The Learned Counsels for the Respondents argued that the Liquidator is doing his statutory duty as assigned by NCLT from the date of appointment as Liquidator vide liquidation order dated 22.07.2020, therefore, based on these submissions there is no merit in the Appeal, the Appeal is fit to be dismissed. It was further asserted that as the appellant chose not to avail the remedy provided under the IBC, the order passed by the Adjudicating Authority attained finality. It was further contended that no objection was raised or received, and that CIRP was conducted strictly in accordance with the provisions of the IBC. It was also submitted that the said Applications were filed with the most ulterior motive and mala file intentions, that too only after the liquidation application was filed by the Resolution Professional solely with the object of frustrating the proceedings under the IBC.
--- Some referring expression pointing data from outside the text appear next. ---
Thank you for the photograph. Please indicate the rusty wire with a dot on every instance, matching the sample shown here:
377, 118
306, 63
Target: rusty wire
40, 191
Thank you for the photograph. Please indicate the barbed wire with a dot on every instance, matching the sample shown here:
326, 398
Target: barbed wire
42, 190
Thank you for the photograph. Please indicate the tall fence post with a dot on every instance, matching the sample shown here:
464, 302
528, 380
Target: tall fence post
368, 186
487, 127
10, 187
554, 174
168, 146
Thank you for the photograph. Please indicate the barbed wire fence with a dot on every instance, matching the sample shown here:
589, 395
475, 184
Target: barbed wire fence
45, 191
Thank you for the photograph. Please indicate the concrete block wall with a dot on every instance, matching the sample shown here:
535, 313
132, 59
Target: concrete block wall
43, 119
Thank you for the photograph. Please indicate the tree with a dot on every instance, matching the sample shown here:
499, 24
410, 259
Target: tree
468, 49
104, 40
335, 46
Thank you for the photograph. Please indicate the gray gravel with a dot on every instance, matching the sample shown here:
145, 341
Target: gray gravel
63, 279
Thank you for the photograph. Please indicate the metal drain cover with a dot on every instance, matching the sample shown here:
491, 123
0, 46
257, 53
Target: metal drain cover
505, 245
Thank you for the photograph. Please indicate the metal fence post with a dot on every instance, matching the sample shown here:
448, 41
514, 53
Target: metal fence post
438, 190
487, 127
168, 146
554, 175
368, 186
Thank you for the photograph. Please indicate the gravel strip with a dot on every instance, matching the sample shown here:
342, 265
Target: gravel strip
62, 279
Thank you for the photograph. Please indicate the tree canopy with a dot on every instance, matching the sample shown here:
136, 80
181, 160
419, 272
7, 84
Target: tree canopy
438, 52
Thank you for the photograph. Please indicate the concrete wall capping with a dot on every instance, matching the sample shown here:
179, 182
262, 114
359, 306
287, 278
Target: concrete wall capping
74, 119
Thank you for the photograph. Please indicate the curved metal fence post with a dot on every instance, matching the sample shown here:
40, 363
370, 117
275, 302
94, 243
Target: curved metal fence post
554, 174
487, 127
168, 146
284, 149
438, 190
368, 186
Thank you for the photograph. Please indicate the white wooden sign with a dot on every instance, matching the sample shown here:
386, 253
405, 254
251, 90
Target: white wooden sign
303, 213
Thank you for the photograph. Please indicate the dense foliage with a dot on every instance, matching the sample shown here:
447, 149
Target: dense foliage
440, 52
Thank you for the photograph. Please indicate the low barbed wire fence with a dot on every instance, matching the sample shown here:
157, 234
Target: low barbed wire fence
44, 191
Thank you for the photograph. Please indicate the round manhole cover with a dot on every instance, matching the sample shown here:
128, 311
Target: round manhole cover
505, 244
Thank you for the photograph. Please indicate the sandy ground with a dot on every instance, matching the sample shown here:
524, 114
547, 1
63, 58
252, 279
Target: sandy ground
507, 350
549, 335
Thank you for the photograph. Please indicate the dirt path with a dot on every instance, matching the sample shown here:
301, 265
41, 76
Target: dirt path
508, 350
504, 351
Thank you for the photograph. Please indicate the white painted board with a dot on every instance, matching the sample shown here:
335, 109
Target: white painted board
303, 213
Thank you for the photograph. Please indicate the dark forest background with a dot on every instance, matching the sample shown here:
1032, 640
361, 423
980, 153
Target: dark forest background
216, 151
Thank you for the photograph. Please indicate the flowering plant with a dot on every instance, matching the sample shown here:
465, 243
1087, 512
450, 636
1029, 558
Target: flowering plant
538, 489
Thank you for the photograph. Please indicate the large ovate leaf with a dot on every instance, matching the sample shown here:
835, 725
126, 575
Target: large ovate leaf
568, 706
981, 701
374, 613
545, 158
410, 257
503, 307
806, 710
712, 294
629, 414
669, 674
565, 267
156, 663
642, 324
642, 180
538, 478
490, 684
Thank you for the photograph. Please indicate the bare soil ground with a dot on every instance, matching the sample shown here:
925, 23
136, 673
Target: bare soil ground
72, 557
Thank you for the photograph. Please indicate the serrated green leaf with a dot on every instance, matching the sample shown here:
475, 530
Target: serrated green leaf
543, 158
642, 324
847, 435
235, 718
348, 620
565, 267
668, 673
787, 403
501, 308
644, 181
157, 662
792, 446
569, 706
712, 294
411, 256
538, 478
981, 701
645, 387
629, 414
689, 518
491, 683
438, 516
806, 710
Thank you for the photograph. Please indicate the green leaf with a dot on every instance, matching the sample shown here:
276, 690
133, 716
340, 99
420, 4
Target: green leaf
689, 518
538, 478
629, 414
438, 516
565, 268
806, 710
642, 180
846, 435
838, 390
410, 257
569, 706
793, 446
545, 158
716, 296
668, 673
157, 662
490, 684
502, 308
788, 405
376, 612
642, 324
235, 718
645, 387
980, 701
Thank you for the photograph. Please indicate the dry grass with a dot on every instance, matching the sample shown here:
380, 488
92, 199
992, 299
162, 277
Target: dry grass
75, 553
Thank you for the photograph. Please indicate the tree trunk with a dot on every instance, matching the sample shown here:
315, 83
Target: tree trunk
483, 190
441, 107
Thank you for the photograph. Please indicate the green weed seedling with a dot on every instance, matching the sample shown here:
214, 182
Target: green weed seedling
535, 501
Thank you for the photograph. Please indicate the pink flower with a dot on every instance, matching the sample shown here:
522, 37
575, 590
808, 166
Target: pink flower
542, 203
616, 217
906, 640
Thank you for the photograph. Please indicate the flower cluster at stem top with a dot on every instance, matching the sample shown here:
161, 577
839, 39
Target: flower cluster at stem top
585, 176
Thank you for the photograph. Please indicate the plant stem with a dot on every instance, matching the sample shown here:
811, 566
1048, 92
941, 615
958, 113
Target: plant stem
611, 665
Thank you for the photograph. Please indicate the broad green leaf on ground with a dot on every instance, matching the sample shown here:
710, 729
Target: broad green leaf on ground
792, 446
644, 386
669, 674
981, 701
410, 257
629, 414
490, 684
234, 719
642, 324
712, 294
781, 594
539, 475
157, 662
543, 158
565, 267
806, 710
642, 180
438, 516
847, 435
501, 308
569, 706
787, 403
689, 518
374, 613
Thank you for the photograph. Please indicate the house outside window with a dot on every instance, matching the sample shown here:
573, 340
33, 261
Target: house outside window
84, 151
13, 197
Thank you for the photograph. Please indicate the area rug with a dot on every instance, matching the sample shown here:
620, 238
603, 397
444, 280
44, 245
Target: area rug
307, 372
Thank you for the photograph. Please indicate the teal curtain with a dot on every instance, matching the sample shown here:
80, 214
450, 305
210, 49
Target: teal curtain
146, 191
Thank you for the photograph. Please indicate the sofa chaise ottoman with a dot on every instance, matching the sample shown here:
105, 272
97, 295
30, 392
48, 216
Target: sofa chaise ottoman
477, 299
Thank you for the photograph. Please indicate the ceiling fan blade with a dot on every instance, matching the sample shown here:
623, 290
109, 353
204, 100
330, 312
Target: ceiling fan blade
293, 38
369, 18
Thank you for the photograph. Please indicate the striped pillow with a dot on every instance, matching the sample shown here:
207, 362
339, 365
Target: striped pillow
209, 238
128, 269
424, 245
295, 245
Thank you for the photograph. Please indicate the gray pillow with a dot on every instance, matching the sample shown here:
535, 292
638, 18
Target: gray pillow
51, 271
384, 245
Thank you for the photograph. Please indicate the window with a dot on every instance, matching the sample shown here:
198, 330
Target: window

The National Company Law Appellate Tribunal, Principal Bench, New Delhi, after considering the facts, arguments presented, and placing reliance on several precedents, held that admittedly, the appellant has not challenged the original order dated 02.07.2019 passed by Adjudicating Authority admitted the Application filed by the Respondent No. 3 whereby the CIRP was initiated, so the Appellant cannot now take the shelter of the question of limitation. From the conduct of the appellant which has been mentioned therein above in the submissions of the Respondent No. 1 and 3, the tribunal was of the view that the appellant was taking all steps to delay the process. The tribunal did not find any illegality in the impugned order. Accordingly, the impugned order dated 22.07.2020 passed by the Ld. Adjudicating Authority (National Company Law Tribunal), New Delhi, Principal Bench was affirmed. The appeal was held to be devoid of merit and was accordingly dismissed.